How I Grow My Portfolio of Rentals in a High Priced Market
I actually bought this house back in May, 2017. It was actually a follow-up deal. He had called me earlier in the year, we couldn't come to an agreement, so I put him on a follow up sequence. When I called him again, he said, "Oh, you still want that house?" And I closed his $300K house at $210K. My private lender ponied up the $210K I needed to close, so I ended up with a 1993 built, 3 bed, 2 bath, single story, tile roofed house with a long term tenant, and I was out of pocket for less than $4K.
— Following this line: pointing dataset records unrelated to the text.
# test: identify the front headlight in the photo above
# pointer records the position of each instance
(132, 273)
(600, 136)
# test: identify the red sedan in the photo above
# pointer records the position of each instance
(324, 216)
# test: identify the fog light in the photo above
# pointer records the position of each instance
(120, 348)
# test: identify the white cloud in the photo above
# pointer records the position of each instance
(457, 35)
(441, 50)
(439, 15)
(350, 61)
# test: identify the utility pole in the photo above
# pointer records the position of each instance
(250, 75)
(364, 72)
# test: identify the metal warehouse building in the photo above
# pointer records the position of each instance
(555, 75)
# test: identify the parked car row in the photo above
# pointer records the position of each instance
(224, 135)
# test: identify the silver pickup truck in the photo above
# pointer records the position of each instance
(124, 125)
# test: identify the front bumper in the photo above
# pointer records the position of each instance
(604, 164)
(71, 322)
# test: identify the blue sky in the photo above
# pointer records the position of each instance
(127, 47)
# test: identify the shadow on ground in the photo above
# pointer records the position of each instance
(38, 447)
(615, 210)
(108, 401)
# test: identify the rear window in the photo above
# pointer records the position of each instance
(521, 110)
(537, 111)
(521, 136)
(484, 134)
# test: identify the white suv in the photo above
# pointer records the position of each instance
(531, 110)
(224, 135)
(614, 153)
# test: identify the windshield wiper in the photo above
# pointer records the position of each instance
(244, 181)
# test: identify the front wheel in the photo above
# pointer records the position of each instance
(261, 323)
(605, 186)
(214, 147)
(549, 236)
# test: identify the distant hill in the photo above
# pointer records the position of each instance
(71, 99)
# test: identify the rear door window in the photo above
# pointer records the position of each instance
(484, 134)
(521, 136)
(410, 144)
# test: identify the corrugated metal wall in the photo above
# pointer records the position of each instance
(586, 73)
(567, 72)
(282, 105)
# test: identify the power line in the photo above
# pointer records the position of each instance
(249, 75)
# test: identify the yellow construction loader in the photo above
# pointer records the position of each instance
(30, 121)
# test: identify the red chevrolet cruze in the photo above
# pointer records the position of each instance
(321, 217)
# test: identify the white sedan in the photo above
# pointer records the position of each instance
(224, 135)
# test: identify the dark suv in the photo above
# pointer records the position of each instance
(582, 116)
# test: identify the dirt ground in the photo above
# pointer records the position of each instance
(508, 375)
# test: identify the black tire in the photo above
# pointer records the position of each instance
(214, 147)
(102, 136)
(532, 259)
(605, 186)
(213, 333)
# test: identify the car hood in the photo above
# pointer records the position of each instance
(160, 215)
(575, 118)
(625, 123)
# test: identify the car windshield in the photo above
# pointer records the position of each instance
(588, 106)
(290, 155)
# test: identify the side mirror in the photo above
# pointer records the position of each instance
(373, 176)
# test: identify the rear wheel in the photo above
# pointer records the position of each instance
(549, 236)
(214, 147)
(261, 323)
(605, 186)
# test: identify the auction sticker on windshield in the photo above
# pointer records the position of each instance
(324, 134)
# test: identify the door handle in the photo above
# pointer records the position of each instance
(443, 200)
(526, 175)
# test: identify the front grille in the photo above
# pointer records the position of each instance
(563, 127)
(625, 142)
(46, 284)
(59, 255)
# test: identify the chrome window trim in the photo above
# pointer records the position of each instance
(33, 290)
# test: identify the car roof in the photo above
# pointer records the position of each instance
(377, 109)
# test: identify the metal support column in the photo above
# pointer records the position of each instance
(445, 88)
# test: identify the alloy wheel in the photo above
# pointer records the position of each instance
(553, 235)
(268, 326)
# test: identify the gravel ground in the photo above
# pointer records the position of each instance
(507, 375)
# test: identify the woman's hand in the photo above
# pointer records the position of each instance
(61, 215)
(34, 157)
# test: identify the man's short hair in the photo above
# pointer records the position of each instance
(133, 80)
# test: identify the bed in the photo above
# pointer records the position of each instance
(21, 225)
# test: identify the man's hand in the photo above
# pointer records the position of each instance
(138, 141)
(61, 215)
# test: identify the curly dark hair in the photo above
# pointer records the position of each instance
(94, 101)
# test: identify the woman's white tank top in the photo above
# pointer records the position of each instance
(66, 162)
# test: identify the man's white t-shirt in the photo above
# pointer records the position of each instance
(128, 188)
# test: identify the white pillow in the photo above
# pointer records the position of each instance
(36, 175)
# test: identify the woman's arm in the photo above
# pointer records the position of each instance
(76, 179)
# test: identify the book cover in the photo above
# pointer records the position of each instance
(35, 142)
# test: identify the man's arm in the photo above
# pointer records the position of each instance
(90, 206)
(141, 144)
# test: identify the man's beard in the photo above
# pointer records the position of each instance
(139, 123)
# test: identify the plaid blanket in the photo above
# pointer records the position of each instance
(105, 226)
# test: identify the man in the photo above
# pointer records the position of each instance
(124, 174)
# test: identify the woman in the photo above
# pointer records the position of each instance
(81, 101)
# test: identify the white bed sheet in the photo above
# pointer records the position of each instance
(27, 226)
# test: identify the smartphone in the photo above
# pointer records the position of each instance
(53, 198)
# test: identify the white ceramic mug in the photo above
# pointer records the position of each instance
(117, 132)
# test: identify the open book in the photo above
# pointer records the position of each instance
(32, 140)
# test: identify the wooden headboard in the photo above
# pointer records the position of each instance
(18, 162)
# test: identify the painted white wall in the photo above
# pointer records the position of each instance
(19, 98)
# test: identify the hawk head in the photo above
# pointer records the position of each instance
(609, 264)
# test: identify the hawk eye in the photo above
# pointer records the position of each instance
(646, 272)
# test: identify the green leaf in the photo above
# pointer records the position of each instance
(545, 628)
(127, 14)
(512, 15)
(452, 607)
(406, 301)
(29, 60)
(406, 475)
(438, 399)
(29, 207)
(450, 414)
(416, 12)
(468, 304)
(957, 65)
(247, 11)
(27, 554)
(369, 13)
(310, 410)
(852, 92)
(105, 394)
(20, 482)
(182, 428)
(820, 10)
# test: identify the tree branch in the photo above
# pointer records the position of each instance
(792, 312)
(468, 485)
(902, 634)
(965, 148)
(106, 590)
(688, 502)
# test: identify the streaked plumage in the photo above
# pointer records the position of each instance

The tenant was paying $1,650/month in rent. She had a very poor payment record. It took a few 3 day notices, lots of late fees, and then a 60 day notice to finally get her onboard with my program. I also raised her rent to $1,800. So, I have a house with $90K gross equity in it. My payment was $1,750/month. After taxes and insurance, I was losing a few hundred every month. But, I captured the $90K in equity and it would take a long time to eat through that $90,000 at $200-300/month.
A little over a year later, I had a wholesale deal in escrow that was going to produce a $30,000 check. I also had run into one of my private lenders who happened to have $180,000 looking for a home. He gave me a few options with term and interest rate and we settled on 7%, Interest only, due in 4 years. My payment is now $1,050. The return on my $30,000 is quite outstanding. Let's take a look at the math;
Original Loan: $210,000 at 10% interest = $1,750 interest only monthly payment
New Loan: $180,000 at 7% interest only = $1,050 interest only monthly payment
That is a $700 increase in monthly cash flow. $700 x 12 = $8,400 annual / $30,000 loan pay down = 28% return on my investment. With paying closing costs and other fees, maybe the return is really something more like 25%, but that's still one heck of a return. And now my rental house has increased to $310,000, I owe $180,000, which gives me a gross equity of $130,000.
And that ladies and gentlemen, is how I've grown my portfolio by millions in what many claim is an overpriced market that is hard to find and hold quality rentals. How are you growing your rental portfolio? Are you in a high priced market and think buying "expensive" houses that don't pencil out are bad long term investments?